In a development that most observers are labelling "catastrophic" -- but few are surprised by -- a proposed deal to sell the London Olympic stadium to West Ham United football club has fallen through. Legal challenges from two other clubs -- Tottenham Hotspur and the mighty Leyton Orient -- led the Olympic legacy folks to conclude that it would be better to scrap the deal and start afresh. They will now start the search for a tenant, with the favoured bidder likely to be....West Ham United! There's a good summary of the story in The Guardian.
Who are the winners and losers here? One big winner is West Ham United, which will avoid the capital costs of converting the stadium into something more suitable for football, and -- assuming they wind up renting the place -- will find it much easier to walk away when they realise it's a lousy football location, as they inevitably will. (Because of the running track, the closest seats for football will apparently be 35 metres from the touchlines). UK Athletics, the governing body for track and field sports, is another winner. The track will now definitely be retained, at government insistence, so UK Athletics can now proceed with a bid to host the World Athletics Championships in 2017. This is another event that promises to be a bottomless money pit, though as the main competitor appears to be Doha, Qatar, the London bid's success cannot be taken for granted.
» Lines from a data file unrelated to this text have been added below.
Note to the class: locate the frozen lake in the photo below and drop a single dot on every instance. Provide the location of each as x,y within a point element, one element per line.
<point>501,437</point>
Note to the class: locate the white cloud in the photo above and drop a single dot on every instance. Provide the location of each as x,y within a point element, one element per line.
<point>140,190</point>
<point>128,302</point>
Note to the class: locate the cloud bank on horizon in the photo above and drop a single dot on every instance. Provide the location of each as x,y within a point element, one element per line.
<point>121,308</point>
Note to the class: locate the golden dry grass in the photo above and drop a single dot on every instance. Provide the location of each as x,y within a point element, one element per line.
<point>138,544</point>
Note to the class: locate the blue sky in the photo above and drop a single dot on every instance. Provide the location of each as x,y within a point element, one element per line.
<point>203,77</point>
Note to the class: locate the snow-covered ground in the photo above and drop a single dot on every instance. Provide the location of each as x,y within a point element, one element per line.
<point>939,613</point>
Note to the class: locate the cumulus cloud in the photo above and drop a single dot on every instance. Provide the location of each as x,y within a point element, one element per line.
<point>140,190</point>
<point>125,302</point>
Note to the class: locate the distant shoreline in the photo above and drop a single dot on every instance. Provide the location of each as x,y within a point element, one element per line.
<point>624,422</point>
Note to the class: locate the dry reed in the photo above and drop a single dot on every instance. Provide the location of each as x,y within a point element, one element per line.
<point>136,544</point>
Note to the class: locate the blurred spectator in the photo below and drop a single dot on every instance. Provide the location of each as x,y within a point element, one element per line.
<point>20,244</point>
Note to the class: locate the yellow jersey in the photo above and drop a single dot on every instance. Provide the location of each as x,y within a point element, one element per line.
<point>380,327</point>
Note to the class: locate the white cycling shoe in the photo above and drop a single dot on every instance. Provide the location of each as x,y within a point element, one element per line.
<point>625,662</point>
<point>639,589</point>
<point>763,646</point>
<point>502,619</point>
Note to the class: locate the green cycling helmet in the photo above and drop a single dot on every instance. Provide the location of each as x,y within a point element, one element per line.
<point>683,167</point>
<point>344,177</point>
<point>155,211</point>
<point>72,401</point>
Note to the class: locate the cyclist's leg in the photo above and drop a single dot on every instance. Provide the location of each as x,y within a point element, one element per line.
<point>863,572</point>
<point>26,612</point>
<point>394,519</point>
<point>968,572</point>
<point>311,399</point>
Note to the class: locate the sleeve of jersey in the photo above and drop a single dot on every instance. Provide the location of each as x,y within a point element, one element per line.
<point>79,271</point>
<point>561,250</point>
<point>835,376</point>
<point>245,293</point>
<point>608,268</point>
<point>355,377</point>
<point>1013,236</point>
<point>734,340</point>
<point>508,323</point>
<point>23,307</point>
And the losers? Well, imagine that, it's the UK taxpayer! You may not have managed to score any Games tickets in the farcically botched lottery, but you can still feel like you're involved, because Lord Coe and his pals will shortly be visiting you with another bill that needs paying.
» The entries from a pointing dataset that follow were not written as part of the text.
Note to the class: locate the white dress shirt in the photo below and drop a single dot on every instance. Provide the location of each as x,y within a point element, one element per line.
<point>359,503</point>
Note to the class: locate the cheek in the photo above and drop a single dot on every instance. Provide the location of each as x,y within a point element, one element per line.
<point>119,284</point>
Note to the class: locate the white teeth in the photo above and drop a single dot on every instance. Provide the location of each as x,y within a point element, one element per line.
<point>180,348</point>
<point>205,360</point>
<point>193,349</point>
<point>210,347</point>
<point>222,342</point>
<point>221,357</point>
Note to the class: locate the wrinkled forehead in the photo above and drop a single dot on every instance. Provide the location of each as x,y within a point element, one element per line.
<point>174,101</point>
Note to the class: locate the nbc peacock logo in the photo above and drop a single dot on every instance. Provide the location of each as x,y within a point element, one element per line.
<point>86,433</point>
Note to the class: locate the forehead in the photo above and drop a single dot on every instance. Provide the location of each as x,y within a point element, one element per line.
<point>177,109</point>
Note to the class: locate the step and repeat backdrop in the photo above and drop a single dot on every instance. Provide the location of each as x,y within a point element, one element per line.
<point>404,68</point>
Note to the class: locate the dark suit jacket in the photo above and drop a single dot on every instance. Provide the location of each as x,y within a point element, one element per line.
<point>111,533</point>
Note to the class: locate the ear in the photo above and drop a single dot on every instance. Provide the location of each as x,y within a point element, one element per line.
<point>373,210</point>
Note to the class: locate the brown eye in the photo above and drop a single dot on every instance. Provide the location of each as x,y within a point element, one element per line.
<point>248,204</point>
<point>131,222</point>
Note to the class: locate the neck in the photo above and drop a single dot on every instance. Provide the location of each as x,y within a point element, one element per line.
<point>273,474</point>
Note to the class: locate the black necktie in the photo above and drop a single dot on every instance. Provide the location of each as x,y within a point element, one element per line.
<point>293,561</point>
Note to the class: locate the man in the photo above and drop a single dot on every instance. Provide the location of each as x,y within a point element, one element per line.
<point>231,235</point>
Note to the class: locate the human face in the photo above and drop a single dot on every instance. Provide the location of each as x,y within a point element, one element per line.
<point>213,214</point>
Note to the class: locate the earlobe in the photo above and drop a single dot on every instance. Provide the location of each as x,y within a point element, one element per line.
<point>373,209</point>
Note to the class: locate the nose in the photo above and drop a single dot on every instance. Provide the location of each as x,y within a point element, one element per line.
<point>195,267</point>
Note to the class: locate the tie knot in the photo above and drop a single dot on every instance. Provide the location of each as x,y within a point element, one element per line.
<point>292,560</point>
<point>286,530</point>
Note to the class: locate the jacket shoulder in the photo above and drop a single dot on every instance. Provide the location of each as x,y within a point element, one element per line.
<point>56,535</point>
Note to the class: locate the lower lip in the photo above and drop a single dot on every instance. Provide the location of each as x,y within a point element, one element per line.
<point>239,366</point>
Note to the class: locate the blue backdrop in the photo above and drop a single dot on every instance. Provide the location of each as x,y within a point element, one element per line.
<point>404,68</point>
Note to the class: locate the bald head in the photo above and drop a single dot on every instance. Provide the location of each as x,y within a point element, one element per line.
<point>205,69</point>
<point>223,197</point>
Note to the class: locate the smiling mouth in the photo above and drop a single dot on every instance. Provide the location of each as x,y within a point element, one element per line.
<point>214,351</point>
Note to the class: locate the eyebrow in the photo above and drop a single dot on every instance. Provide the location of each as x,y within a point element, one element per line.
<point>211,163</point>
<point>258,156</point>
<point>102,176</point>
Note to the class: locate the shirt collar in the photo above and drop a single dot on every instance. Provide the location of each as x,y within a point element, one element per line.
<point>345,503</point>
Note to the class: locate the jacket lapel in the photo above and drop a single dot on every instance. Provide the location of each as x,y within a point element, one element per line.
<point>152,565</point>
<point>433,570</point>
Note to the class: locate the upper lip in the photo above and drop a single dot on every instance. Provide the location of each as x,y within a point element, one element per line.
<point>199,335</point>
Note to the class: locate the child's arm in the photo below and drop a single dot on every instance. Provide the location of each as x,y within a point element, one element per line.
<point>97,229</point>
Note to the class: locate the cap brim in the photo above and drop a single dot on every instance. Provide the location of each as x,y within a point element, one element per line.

The estimated £95 million post-Olympics conversion cost will now have to be met out of the public purse, with the taxpayers of Newham, one of London's poorer boroughs, likely to have to cough up £40 million. Estimated rent for the football tenant (probably West Ham) is £2 million a year -- this for a stadium that will have cost the better part of a billion pounds by the time it's ready! That rent won't even cover half of the estimated post-Games running costs of £5 million per year. Unless concerts and other events can be found to make up the shortfall, the taxpayer will be on the hook for that too, for as long as the stadium remains in use. And that's not to mention the subsidy that will be needed if UK Athletics gets to host the 2017 World Championships.
Remember the Millennium Dome, another fatuous vanity project that was only turned around when private investors took it over and turned it into the successful O2 Arena? It looks as if the Olympic Stadium could be an even bigger boondoggle, because the private sector just threw up its hands and walked away.